Where’s the middle between the two red endpoints?  Of course we could ignore the coordinate axes altogether, and pull out one of our approaches from before: have two people walk towards each other, starting from opposite end points, walking at the same rate.  If the two people had rulers, they could mark off equal distances, in a coordinated way, and get closer and closer together, till the middle was easy to spot.  Really, the only difference between the previous situations and this one is that the line doesn’t have regular blue delineations.
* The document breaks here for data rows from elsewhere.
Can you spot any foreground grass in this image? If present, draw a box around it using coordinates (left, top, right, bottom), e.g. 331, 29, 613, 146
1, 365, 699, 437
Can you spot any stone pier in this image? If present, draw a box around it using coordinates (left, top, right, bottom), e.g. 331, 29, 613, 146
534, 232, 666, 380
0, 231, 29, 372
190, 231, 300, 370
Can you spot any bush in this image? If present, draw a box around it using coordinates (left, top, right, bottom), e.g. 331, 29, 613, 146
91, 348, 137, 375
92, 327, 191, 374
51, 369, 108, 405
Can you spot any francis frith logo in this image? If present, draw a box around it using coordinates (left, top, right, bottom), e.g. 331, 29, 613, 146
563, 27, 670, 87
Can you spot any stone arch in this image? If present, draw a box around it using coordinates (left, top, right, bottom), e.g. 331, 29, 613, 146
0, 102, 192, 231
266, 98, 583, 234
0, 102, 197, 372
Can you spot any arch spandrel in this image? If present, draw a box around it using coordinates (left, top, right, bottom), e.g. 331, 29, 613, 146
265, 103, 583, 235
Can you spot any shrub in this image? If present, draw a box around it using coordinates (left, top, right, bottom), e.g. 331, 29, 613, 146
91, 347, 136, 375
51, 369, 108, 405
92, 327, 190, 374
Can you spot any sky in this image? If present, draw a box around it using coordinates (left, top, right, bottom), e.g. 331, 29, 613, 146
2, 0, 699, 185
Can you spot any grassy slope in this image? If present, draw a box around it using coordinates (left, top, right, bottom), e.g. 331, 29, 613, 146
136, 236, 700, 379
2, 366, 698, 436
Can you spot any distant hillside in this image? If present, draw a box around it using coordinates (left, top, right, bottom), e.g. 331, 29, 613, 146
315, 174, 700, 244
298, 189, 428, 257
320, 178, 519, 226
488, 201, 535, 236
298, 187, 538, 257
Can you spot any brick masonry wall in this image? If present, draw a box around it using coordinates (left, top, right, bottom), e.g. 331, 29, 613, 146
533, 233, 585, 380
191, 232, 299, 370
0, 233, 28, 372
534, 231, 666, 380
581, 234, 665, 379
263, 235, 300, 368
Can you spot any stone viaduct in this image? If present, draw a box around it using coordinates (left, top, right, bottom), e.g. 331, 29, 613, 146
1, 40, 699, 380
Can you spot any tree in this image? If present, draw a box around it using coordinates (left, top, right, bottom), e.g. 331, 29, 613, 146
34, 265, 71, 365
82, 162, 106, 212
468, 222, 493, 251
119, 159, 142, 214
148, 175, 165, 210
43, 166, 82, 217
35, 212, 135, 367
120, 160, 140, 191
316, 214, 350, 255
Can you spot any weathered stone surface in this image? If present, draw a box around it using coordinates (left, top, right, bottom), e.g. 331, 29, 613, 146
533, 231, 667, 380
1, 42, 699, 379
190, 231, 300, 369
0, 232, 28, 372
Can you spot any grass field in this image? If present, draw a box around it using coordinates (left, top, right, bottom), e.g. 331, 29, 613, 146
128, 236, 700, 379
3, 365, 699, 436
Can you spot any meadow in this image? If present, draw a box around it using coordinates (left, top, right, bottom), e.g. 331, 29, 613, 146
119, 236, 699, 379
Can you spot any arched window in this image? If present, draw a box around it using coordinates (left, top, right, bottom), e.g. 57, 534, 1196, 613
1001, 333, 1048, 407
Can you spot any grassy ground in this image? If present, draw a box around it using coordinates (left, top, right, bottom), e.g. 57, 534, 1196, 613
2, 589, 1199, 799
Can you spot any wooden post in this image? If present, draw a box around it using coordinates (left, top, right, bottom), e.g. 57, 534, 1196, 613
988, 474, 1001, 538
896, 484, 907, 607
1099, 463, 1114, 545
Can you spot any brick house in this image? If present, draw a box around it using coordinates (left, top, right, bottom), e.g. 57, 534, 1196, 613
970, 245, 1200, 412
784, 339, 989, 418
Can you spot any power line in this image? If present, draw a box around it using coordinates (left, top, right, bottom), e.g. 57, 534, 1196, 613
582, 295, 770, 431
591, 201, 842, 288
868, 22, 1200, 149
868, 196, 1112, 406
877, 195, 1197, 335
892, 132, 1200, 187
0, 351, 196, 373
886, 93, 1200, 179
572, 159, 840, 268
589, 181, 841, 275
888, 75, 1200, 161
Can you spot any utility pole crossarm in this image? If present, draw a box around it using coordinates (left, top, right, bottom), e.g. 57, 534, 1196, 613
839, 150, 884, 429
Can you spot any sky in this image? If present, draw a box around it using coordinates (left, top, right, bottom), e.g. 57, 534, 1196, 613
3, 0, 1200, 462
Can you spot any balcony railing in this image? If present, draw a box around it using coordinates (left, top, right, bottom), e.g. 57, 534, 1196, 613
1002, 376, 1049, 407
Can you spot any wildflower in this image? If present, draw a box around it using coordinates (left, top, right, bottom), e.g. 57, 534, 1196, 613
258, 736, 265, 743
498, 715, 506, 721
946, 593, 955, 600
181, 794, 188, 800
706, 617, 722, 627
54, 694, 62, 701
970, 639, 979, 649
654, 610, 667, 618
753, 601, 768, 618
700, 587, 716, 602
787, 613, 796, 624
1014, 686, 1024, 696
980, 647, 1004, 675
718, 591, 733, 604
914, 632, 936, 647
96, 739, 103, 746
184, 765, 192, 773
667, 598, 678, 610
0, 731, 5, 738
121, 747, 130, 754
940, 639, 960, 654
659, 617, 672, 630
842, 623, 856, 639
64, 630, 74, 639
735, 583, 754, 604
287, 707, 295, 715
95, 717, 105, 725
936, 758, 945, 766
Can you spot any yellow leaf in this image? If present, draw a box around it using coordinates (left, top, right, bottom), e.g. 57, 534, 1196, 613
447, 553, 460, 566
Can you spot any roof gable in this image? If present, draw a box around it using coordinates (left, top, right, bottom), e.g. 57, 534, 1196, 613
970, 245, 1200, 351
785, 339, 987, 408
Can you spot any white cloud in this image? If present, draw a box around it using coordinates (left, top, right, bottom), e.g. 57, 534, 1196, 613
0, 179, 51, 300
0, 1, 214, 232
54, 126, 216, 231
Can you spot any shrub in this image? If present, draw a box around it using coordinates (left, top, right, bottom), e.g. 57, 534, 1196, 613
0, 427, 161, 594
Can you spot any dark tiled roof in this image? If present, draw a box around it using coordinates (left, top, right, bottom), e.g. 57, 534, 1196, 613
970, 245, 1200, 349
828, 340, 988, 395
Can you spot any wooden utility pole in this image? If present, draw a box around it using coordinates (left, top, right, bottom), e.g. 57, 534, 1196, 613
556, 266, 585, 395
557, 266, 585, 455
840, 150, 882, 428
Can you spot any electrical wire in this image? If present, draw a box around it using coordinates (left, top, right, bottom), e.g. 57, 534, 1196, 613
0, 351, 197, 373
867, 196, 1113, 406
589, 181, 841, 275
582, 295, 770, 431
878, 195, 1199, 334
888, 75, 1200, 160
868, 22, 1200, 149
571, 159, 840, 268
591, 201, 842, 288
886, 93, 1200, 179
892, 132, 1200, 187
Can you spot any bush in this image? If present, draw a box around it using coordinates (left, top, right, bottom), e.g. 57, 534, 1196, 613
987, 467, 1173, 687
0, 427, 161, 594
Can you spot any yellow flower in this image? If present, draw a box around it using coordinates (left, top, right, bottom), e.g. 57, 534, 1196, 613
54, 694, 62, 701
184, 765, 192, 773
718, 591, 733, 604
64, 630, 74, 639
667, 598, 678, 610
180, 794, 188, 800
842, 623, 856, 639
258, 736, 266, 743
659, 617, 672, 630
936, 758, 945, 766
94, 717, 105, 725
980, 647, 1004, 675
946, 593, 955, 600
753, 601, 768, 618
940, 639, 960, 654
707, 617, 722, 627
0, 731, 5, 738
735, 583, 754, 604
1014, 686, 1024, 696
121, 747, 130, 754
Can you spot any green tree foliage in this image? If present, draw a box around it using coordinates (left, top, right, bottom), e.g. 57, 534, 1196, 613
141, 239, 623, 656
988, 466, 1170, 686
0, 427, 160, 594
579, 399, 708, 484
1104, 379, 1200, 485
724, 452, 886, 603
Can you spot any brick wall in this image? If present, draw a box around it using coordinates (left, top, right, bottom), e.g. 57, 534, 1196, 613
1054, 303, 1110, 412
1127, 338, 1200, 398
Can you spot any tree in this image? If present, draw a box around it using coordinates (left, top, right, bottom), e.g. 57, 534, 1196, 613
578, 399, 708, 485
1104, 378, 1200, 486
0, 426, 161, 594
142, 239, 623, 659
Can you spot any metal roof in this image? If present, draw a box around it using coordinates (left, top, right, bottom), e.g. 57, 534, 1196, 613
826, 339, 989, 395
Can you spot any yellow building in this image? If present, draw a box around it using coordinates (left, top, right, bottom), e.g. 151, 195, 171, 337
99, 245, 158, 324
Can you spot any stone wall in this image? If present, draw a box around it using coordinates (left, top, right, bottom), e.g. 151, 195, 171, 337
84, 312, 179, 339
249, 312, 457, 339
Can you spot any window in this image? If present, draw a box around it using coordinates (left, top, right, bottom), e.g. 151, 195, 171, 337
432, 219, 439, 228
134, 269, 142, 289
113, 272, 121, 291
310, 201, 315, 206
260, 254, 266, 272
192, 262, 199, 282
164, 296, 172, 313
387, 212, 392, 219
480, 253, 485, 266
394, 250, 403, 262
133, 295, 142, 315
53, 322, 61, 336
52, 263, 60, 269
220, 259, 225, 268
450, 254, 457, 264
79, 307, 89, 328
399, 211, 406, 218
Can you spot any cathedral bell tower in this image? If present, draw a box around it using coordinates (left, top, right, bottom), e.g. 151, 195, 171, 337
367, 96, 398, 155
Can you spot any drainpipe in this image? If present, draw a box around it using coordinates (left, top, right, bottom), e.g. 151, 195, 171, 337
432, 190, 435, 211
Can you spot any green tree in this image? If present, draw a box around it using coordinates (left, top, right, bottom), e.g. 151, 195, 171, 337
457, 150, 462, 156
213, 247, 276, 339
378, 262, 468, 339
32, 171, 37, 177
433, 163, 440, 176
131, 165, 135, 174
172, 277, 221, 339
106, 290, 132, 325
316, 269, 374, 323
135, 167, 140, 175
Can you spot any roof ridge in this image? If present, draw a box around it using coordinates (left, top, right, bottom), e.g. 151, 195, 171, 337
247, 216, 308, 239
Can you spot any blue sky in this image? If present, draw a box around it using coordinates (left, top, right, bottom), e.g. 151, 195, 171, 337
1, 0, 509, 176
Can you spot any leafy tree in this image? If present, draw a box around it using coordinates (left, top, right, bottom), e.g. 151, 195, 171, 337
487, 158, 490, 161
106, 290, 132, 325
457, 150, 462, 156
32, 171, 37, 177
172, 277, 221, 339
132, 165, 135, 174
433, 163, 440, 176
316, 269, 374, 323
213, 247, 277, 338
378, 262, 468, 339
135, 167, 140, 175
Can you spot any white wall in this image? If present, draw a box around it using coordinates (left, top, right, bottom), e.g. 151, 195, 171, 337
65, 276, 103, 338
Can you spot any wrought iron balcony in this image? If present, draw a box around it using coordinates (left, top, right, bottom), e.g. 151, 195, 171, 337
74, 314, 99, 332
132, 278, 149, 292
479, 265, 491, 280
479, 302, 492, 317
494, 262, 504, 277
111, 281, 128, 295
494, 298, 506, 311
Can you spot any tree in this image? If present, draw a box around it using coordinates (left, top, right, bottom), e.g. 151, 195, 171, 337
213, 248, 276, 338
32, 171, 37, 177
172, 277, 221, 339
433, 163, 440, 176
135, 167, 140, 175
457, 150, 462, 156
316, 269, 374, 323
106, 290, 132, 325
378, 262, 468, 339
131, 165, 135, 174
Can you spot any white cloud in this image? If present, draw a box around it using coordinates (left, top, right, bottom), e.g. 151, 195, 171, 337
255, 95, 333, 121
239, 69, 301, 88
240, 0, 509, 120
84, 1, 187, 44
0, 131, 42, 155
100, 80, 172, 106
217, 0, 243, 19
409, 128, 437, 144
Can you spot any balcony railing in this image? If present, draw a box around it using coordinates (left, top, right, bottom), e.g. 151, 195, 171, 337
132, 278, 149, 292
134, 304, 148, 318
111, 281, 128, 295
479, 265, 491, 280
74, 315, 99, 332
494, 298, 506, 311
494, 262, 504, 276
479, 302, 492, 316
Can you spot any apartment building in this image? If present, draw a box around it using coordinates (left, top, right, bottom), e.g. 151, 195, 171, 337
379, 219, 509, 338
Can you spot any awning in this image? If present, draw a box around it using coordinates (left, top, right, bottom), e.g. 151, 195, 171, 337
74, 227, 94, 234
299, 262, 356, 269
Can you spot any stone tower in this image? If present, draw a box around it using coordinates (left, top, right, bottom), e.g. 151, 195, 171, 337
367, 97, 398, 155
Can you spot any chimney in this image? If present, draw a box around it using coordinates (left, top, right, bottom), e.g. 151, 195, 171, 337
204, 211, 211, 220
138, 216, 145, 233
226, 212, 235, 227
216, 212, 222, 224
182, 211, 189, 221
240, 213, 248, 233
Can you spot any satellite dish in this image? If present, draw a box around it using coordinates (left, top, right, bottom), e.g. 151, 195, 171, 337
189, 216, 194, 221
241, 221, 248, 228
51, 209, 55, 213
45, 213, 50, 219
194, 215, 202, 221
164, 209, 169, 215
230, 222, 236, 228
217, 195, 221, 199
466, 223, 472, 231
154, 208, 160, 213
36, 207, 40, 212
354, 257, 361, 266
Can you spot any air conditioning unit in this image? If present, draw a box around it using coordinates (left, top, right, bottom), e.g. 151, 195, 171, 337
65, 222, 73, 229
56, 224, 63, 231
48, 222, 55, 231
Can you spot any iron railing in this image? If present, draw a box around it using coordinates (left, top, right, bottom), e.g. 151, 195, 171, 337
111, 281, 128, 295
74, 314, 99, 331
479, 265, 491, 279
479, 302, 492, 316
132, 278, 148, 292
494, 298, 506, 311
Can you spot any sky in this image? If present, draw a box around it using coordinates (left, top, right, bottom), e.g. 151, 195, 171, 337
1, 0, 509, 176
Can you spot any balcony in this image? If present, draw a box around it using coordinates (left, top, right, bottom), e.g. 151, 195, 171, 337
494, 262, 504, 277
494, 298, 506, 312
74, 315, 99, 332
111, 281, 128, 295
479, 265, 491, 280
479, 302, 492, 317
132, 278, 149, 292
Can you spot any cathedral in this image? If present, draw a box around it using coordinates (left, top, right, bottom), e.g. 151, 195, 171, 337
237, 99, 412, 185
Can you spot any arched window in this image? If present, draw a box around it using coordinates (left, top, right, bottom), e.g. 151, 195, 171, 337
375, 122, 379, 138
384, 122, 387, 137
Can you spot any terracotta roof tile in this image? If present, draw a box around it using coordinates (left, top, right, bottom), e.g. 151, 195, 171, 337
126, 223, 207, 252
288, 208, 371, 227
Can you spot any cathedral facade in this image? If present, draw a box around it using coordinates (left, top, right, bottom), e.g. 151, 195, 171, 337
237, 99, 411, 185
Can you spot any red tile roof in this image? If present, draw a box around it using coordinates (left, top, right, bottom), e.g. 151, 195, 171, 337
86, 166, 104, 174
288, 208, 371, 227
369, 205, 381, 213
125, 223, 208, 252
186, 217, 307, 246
And yet – if we imagine two people walking towards each other from the two red endpoints, it is clear that they would also get closer together in the horizontal direction, and closer together in the vertical direction.  When they meet, they have closed the entire gap in the horizontal direction as well as in the vertical direction.  It is not hard to figure that the place they meet must be halfway in the horizontal direction and halfway in the vertical direction.

The number lines are helpful in figuring out where halfway in the horizontal direction is and where halfway in the vertical direction is.  We can figure these out separately and independently, one on the x-axis and one on the y-axis.  The halfway point on the x-axis is at 52, the halfway point on the y-axis is at 10.  When we look at the point (52, 10) – that is, the point with x-coordinate of 52 and y-coordinate of 10 – we see that this point does indeed lie on the line, and does appear to lie halfway between the endpoints.

What we saw here for ‘middle’ turns out to work just as well for weighted average.  To find the weighted average of the two end points, we can independently figure out the weighted average horizontally and vertically.  If we want to find the point on the line that’s 75% towards the upper right, we can find the number on the horizontal number line that’s 75% from 42 to 62, and then find the number on the vertical number line that’s 75% from 6 to 14.

If we give the upper-right endpoint a weight of w, and the lower-left endpoint a weight of 1-w, we can find the coordinates of the weighted average as follows: $\begin{matrix} x & = & (1-w) \times 42 & + & w \times 62 \\ y & = & (1-w) \times 6 & + & w \times 14 \end{matrix}$

This particular way of writing this is known as the parametric equation of a line through two points.  By varying w, we can find the coordinates of all kinds of points on the line.  If we keep w between 0 and 1, we get the line segment; if we allow w outside of 0 to 1, we get the line extended arbitrarily long in both directions.

A fancier way of writing the above equation uses the (x,y) notation for points: $(x,y) = (1-w) \times (42,6) + w \times (62,14)$

The equations and the notations are not the thing I want to stress here.  What I want to stress is that you can think of the line as the collection of weighted averages of the two endpoints!  The various equations are just other ways to express that notion.